Born in England in the 1940s, Beck gravitated toward music early, building his own guitars as a teenager, and beginning to play with bands while in college in the early ’60s. Like many of the budding rock guitarists of the era, Beck was drawn to the sounds of rhythm and blues, transforming and playing with those sounds to create the foundations of rock music. In 1965, after Eric Clapton departed The Yardbirds, Beck signed on to replace him as the band’s lead guitarist.
Beck’s tenure with the band was relatively short—just 20 months, before he quit and/or was fired after bailing on the group in the midst of a U.S. tour—but highly influential. The Yardbirds had many of their biggest hits during that period; meanwhile, Beck’s experimentation with adding fuzzier, more distorted tones to his guitar paved the way to the creation of more psychedelic rock. Beck only made one album with The Yardbirds, 1966's Roger The Engineer, before going solo in 1967.
And although he’d work with other groups intermittently for the next 60 years—The Jeff Beck Group, with the likes of Rod Stewart, Aynsley Dunbar, and Ronnie Wood, from 1967 through 1972, and supergroup Beck, Bogert, and Appice in the mid-’70s—“solo” is, fundamentally, where Jeff Beck would stay for the rest of his career. A noted experimenter and perfectionist, Beck spent the rest of his life pursuing his own ideas about guitar virtuosity. More than one commentator has noted that his indifference to the idea of forming a long-term, stable partnership with other musicians is a major reason he never broke into the mainstream; it’s not for nothing that out of the 8 Grammy wins he racked up across his long career, only one (2010's “Imagine,” with Herbie Hancock) was for a collaborative effort, while the others were all for Best Instrumental Performance.
None of which seemed to necessarily bother Beck, who played constantly, and with just about everybody, for the rest of his life.
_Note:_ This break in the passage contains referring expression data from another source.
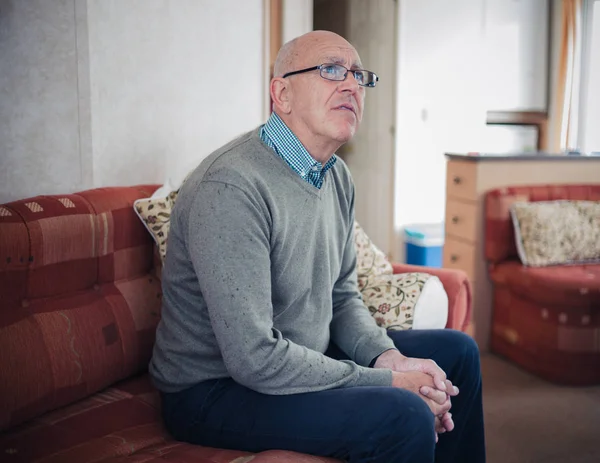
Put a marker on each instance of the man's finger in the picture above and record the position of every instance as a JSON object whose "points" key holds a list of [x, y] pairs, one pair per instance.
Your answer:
{"points": [[451, 390], [447, 422], [439, 397], [438, 375]]}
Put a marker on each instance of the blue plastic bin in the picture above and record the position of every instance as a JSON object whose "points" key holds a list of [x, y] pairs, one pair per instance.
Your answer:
{"points": [[424, 244]]}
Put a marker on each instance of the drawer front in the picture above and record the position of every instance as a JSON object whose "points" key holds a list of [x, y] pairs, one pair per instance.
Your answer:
{"points": [[461, 180], [460, 256], [461, 220]]}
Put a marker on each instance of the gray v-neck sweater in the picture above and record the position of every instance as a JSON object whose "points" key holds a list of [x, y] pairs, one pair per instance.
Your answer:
{"points": [[260, 277]]}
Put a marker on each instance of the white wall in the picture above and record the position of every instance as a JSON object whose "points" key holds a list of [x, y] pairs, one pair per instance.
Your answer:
{"points": [[39, 133], [297, 18], [457, 60], [440, 102], [112, 92]]}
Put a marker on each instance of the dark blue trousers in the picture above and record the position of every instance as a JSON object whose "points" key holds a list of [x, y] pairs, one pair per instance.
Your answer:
{"points": [[361, 424]]}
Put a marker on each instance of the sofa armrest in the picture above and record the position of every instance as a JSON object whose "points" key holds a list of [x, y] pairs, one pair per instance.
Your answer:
{"points": [[457, 286]]}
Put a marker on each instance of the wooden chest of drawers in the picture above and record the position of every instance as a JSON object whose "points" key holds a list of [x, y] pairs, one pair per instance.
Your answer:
{"points": [[467, 180]]}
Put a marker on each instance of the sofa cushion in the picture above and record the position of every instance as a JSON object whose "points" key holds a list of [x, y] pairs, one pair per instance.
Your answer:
{"points": [[567, 286], [155, 214], [83, 307], [557, 232], [120, 424]]}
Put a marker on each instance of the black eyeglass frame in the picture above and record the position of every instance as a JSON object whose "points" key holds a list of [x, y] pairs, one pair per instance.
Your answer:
{"points": [[321, 66]]}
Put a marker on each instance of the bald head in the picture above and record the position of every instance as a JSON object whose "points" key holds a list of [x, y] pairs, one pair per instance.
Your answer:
{"points": [[296, 53]]}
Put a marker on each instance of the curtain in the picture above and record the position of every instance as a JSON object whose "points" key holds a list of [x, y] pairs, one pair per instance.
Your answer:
{"points": [[568, 82]]}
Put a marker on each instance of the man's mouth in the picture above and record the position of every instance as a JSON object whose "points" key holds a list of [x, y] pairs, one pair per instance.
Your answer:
{"points": [[346, 107]]}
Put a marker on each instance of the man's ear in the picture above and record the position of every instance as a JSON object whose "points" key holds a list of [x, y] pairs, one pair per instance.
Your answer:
{"points": [[280, 94]]}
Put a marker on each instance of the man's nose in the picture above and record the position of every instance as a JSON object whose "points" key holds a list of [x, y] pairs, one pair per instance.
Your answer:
{"points": [[349, 84]]}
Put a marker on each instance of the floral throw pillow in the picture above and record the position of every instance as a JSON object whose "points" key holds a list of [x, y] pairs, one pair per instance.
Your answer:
{"points": [[557, 232], [155, 214], [407, 301], [397, 302], [370, 260]]}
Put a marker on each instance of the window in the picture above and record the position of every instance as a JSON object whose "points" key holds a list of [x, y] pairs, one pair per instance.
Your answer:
{"points": [[589, 136]]}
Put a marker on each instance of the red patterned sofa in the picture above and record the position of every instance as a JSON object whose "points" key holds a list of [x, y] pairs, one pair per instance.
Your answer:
{"points": [[545, 319], [80, 299]]}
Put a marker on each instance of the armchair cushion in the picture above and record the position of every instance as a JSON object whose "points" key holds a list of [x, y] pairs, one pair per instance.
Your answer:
{"points": [[414, 300], [407, 301], [557, 232]]}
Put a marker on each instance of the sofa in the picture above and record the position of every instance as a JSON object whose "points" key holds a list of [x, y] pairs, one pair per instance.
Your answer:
{"points": [[545, 319], [80, 300]]}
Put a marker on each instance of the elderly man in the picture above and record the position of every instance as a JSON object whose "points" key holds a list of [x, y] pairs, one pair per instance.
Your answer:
{"points": [[264, 341]]}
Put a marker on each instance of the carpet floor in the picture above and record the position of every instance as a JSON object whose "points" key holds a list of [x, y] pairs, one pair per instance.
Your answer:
{"points": [[529, 420]]}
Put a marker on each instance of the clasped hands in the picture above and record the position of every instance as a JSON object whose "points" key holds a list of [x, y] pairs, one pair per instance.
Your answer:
{"points": [[425, 378]]}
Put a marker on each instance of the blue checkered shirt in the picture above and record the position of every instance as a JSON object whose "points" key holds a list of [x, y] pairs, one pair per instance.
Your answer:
{"points": [[282, 140]]}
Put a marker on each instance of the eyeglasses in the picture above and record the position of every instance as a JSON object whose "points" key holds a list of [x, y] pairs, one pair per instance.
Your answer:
{"points": [[339, 73]]}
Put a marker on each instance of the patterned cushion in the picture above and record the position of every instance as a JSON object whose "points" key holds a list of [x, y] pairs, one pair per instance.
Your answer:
{"points": [[398, 302], [499, 230], [370, 260], [121, 424], [557, 232], [155, 214], [407, 301], [79, 304]]}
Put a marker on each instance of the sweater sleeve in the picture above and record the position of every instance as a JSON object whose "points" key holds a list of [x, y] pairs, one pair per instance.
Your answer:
{"points": [[229, 244], [353, 328]]}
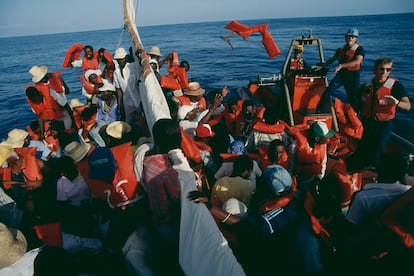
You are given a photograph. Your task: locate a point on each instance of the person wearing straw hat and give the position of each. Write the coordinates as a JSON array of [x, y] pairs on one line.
[[47, 97], [107, 112]]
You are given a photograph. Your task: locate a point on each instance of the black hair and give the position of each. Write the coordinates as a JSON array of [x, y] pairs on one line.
[[241, 164]]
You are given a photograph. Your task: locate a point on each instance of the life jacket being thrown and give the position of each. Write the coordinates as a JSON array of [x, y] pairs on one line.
[[48, 108], [347, 55], [373, 104], [72, 54]]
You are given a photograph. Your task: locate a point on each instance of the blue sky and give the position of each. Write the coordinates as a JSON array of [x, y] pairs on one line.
[[32, 17]]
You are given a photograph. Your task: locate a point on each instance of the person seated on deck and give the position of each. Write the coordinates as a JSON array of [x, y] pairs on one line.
[[237, 149], [249, 116]]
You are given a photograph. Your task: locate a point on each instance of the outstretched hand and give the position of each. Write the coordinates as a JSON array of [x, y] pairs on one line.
[[198, 197]]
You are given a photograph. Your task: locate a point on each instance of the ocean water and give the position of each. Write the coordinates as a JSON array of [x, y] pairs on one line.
[[212, 61]]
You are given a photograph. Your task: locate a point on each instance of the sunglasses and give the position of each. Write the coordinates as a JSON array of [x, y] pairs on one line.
[[382, 69]]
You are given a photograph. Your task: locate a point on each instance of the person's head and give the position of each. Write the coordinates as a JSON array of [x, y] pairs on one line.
[[270, 116], [88, 50], [277, 179], [56, 127], [194, 91], [392, 167], [351, 36], [121, 56], [248, 109], [382, 69], [232, 105], [276, 150], [67, 168], [154, 53], [39, 73], [319, 133], [34, 95], [154, 65], [167, 135], [242, 166]]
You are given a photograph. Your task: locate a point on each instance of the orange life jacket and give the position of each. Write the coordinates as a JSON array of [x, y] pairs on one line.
[[371, 102], [189, 148], [348, 184], [349, 123], [177, 76], [348, 55], [48, 108], [184, 100], [309, 160], [88, 86], [124, 157], [265, 162], [73, 53]]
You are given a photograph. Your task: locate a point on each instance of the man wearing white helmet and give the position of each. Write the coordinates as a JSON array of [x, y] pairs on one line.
[[350, 58]]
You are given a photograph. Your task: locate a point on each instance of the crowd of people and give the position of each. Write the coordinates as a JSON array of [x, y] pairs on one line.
[[90, 188]]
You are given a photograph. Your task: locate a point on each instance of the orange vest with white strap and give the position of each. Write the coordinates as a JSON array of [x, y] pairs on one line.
[[125, 181], [347, 55], [48, 108], [184, 100], [373, 105]]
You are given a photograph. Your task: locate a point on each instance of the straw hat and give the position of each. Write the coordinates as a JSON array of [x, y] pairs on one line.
[[5, 152], [117, 129], [38, 72], [120, 53], [75, 103], [183, 111], [90, 72], [77, 151], [16, 138], [194, 89], [13, 245], [155, 51]]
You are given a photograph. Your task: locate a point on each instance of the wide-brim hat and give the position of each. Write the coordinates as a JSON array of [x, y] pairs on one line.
[[117, 129], [5, 152], [77, 151], [13, 245], [155, 51], [120, 53], [16, 138], [183, 111], [194, 89], [75, 103], [38, 72]]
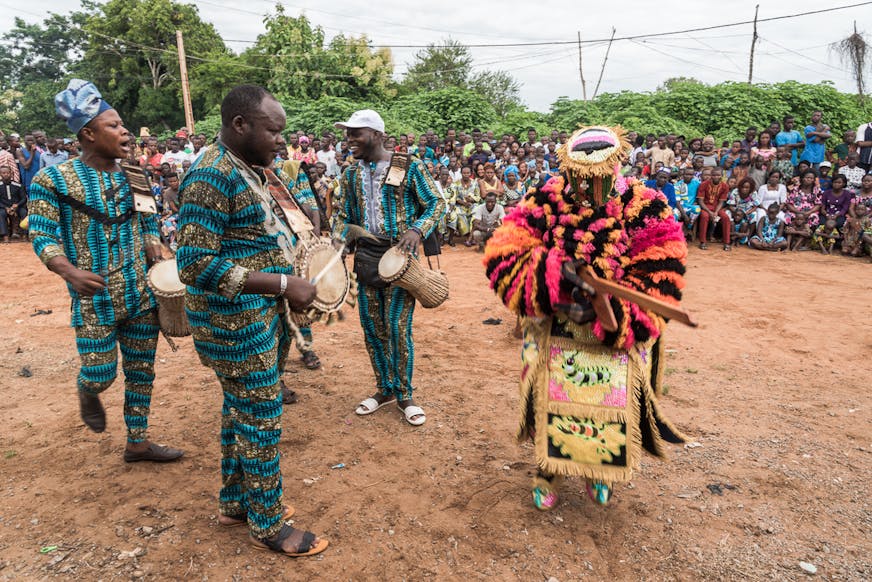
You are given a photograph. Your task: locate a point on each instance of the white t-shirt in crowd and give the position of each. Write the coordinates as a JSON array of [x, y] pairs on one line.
[[489, 219], [176, 159]]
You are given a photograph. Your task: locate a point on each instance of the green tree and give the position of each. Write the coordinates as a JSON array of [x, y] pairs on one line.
[[302, 65], [131, 54], [438, 66], [499, 88]]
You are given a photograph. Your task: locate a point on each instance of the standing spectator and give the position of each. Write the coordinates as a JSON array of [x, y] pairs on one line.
[[764, 148], [53, 155], [28, 160], [711, 197], [750, 141], [685, 195], [839, 155], [661, 153], [816, 136], [853, 172], [176, 156], [485, 219], [327, 156], [13, 204], [783, 165], [789, 138], [864, 145], [9, 160]]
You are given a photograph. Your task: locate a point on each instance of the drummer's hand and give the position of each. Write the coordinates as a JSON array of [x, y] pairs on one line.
[[153, 254], [85, 283], [300, 293], [409, 241]]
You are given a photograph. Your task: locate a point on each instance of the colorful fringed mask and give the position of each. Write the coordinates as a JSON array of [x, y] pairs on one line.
[[591, 159]]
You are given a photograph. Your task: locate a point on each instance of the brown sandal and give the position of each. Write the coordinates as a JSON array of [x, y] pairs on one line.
[[287, 513], [304, 549]]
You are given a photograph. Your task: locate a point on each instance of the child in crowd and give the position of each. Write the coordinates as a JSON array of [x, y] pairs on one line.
[[798, 233], [741, 228], [770, 231], [826, 236], [854, 229]]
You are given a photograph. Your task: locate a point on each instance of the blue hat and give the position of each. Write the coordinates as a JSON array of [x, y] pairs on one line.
[[79, 103]]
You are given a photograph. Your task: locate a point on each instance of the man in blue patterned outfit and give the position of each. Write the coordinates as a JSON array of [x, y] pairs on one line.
[[83, 227], [408, 214], [236, 255]]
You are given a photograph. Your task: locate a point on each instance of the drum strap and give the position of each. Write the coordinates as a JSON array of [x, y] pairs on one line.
[[294, 218]]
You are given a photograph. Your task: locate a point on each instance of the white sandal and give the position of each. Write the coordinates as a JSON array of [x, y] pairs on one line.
[[370, 405], [411, 411]]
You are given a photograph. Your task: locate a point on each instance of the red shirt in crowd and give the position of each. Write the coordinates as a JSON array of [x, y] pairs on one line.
[[710, 194]]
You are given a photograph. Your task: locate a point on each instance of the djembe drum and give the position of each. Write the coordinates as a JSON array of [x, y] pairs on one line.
[[429, 287], [163, 279]]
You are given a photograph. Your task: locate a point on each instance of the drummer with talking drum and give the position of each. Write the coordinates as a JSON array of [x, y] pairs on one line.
[[412, 211], [236, 254], [85, 225]]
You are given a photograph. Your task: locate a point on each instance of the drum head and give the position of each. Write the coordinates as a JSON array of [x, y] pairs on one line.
[[332, 288], [164, 278], [392, 264]]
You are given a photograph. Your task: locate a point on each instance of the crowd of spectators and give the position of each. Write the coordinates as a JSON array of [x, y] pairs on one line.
[[779, 188]]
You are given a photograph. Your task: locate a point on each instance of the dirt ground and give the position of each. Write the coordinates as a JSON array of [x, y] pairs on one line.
[[772, 387]]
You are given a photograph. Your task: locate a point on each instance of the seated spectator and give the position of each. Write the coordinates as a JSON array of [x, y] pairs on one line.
[[13, 205], [804, 200], [711, 197], [772, 192], [770, 231], [741, 229], [798, 233], [757, 171], [744, 199], [53, 155], [859, 214], [783, 165], [852, 171], [836, 202], [826, 236], [486, 218], [490, 183], [764, 149], [662, 184], [708, 153]]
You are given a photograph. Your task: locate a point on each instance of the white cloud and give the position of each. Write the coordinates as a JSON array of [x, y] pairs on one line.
[[794, 48]]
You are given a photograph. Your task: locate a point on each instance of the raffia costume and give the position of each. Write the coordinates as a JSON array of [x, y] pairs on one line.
[[588, 396]]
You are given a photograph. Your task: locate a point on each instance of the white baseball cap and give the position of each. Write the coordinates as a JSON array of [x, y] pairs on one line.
[[363, 118]]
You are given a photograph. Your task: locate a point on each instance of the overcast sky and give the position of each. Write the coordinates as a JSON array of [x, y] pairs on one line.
[[795, 48]]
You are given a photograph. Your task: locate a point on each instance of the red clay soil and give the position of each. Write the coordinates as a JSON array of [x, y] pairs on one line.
[[773, 388]]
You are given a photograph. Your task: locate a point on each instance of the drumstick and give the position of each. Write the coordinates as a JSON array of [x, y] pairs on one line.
[[336, 258], [641, 299]]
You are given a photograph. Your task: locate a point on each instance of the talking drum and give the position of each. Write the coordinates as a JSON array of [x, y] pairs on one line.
[[163, 279], [427, 286], [318, 260]]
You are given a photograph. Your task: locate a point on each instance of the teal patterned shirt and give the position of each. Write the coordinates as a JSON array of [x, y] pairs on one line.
[[116, 252]]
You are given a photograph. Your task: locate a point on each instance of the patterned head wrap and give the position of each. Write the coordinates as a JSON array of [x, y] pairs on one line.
[[79, 103]]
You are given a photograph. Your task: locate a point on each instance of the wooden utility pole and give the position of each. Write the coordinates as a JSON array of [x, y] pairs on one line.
[[605, 58], [581, 70], [753, 44], [186, 91]]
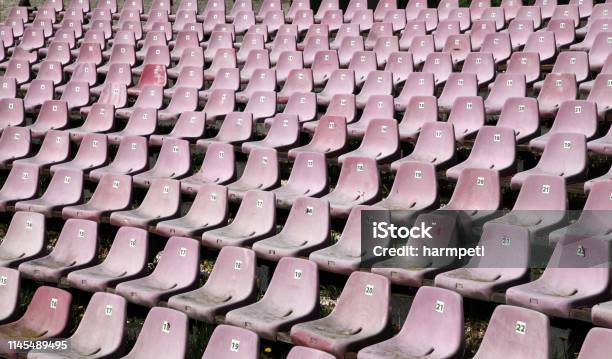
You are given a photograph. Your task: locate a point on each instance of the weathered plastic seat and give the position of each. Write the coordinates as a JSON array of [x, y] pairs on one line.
[[173, 162], [417, 84], [14, 144], [46, 316], [350, 326], [292, 296], [515, 332], [64, 189], [113, 193], [131, 157], [255, 219], [104, 311], [162, 201], [329, 137], [261, 172], [572, 260], [164, 333], [231, 284], [74, 249], [208, 210], [217, 167], [564, 156], [505, 86], [357, 184], [176, 271], [420, 334], [494, 148], [377, 107], [23, 241], [457, 85], [380, 142], [125, 260]]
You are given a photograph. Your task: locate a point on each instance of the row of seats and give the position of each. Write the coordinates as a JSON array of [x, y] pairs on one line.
[[359, 319]]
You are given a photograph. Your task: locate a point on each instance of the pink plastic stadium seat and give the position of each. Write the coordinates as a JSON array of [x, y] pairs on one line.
[[23, 241], [208, 210], [255, 219], [565, 156], [350, 325], [131, 157], [176, 271], [113, 193], [420, 334], [164, 333], [74, 249], [494, 148], [572, 260], [125, 260], [515, 332], [46, 316], [91, 154], [231, 284], [292, 296], [161, 202], [14, 144], [173, 162]]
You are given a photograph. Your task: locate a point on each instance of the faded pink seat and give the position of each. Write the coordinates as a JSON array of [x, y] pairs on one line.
[[435, 145], [417, 84], [457, 85], [14, 144], [521, 115], [174, 161], [24, 240], [104, 311], [208, 210], [572, 260], [74, 249], [113, 193], [420, 334], [377, 107], [345, 255], [565, 156], [231, 341], [161, 202], [131, 157], [574, 116], [231, 284], [359, 318], [308, 178], [217, 167], [176, 271], [329, 137], [419, 111], [380, 142], [189, 126], [46, 316], [297, 236], [506, 85], [292, 296], [261, 172], [358, 183], [515, 332], [164, 333], [494, 148], [594, 219], [125, 260], [64, 189], [92, 153], [505, 264], [467, 116], [255, 219]]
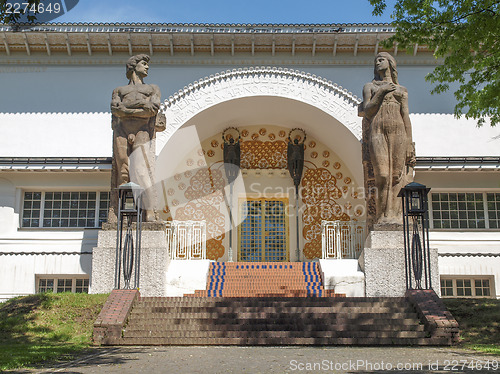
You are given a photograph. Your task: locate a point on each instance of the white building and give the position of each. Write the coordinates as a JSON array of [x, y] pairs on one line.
[[55, 153]]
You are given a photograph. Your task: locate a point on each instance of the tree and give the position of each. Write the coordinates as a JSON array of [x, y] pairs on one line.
[[466, 34], [9, 13]]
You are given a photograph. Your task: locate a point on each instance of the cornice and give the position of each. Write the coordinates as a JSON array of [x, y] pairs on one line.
[[195, 39]]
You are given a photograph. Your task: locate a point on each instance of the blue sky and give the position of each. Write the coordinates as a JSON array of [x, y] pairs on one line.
[[225, 11]]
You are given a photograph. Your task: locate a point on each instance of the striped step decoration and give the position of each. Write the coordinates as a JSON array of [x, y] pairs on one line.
[[264, 279]]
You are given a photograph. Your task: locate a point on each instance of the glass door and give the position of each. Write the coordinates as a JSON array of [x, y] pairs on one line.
[[263, 234]]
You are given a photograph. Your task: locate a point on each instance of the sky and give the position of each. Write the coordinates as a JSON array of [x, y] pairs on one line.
[[225, 11]]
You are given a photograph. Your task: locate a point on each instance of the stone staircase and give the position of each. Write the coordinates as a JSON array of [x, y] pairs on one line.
[[274, 321], [258, 279], [272, 304]]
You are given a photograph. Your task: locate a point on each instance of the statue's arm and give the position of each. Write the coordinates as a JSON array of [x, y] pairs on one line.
[[405, 114], [156, 97], [118, 109], [140, 109], [372, 101]]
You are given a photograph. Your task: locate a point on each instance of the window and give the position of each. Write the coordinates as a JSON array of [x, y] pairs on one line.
[[65, 209], [446, 287], [82, 286], [54, 283], [46, 285], [468, 210], [264, 232], [480, 286], [493, 202]]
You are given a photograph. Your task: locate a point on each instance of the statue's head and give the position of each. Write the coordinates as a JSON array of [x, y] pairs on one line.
[[392, 66], [132, 63]]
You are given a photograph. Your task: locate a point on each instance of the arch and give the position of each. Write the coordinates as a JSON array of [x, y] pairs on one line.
[[260, 81]]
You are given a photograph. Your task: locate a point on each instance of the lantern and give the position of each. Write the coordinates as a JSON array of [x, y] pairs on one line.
[[127, 253]]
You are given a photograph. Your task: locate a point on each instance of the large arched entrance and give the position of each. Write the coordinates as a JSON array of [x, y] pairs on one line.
[[264, 104]]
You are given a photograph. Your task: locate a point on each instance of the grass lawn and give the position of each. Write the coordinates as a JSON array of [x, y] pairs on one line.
[[46, 326], [479, 321]]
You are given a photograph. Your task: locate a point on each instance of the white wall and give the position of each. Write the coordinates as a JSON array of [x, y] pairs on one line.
[[70, 87]]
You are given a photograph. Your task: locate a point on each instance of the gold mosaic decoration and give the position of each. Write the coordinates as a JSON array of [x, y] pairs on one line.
[[256, 154], [319, 192]]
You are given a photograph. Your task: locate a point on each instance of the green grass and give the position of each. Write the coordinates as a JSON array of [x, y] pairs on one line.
[[47, 326], [479, 321]]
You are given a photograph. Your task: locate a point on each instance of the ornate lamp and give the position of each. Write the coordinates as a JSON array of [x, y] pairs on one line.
[[129, 211], [295, 156], [232, 158], [416, 235]]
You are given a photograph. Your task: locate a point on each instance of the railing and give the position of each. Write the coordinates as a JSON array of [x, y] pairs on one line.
[[342, 239], [187, 240]]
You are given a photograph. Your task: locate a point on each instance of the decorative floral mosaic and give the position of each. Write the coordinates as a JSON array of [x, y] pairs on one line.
[[328, 191]]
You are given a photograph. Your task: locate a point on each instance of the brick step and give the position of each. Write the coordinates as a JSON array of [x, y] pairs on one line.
[[278, 341], [265, 300], [269, 309], [399, 325], [324, 315], [273, 334], [312, 302]]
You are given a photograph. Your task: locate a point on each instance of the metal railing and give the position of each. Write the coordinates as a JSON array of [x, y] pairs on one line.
[[342, 239], [187, 240]]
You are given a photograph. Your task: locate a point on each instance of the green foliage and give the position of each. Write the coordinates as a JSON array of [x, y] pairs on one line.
[[46, 326], [466, 34], [14, 17], [479, 321]]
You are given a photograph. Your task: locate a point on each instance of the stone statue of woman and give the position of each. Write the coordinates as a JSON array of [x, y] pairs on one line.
[[387, 140]]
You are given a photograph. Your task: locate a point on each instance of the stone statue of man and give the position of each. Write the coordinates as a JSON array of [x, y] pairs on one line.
[[388, 154], [135, 121]]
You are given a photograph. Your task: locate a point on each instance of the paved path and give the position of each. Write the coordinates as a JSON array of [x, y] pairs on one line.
[[254, 360]]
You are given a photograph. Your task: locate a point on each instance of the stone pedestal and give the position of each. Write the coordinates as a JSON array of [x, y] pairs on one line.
[[383, 262], [153, 266], [344, 276]]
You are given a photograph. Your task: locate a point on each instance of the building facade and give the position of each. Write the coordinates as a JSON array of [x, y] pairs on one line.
[[263, 80]]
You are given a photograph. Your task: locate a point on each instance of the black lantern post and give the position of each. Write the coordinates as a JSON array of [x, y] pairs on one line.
[[416, 235], [295, 156], [127, 255], [232, 159]]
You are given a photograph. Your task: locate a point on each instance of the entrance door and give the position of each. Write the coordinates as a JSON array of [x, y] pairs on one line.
[[263, 235]]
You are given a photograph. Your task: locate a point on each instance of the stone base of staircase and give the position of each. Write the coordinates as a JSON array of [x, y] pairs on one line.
[[273, 304], [272, 321]]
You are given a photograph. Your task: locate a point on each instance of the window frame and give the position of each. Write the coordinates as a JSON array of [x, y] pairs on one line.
[[42, 208], [472, 279], [485, 209], [56, 277]]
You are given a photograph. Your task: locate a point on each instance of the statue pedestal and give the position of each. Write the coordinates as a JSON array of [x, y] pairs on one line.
[[383, 262], [153, 266]]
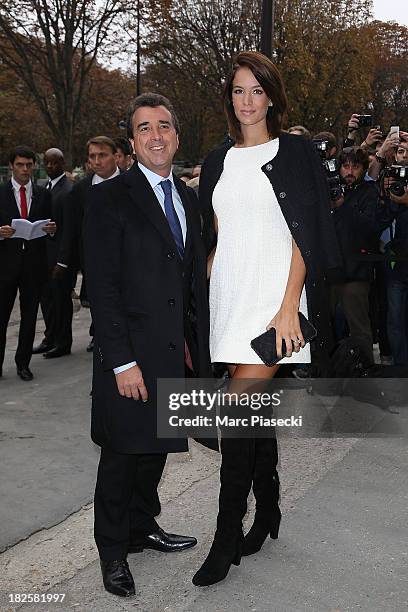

David Bowie, Phil Collins, Sting, Clapton, Stewart, Bon Jovi, Roger Waters, Kate Bush, Hans Zimmer, Guns ‘N’ Roses, B.B. King, Kelly Clarkson, Brian Wilson, Joss Stone, and more—all tapped Beck, at some point or another, to add his guitar genius to their work. (And also, yes, Johnny Depp; the two men began collaborating in the 2020s; their collaborative album, 18, was released last year shortly after the verdict was delivered in Depp’s defamation trial against ex-wife Amber Heard, and is the final studio album of Beck’s considerable discography.)
Beck is one of those guys who apparently lived to play, and while he wasn’t above holding a grudge or two—he delivered a cheerful “They kicked me out… Fuck them!” to his former fellow Yardbirds when they were all inducted into the Rock Hall Of Fame together in 1993—he seemed willing to play with just about anybody with a passion for music. (Even when it caused problems; the aforementioned Guns ‘N’ Roses collaboration didn’t actually end up happening, because playing with the band exacerbated the tinnitus that plagued Beck for much of his life.) Numerous rock legends expressed their condolences at his death today, with Jimmy Page—one of those aforementioned Yardbirds, once upon a time—writing on social media that, “The six stringed Warrior is no longer here for us to admire the spell he could weave around our mortal emotions. Jeff could channel music from the ethereal. His technique unique. His imaginations apparently limitless.”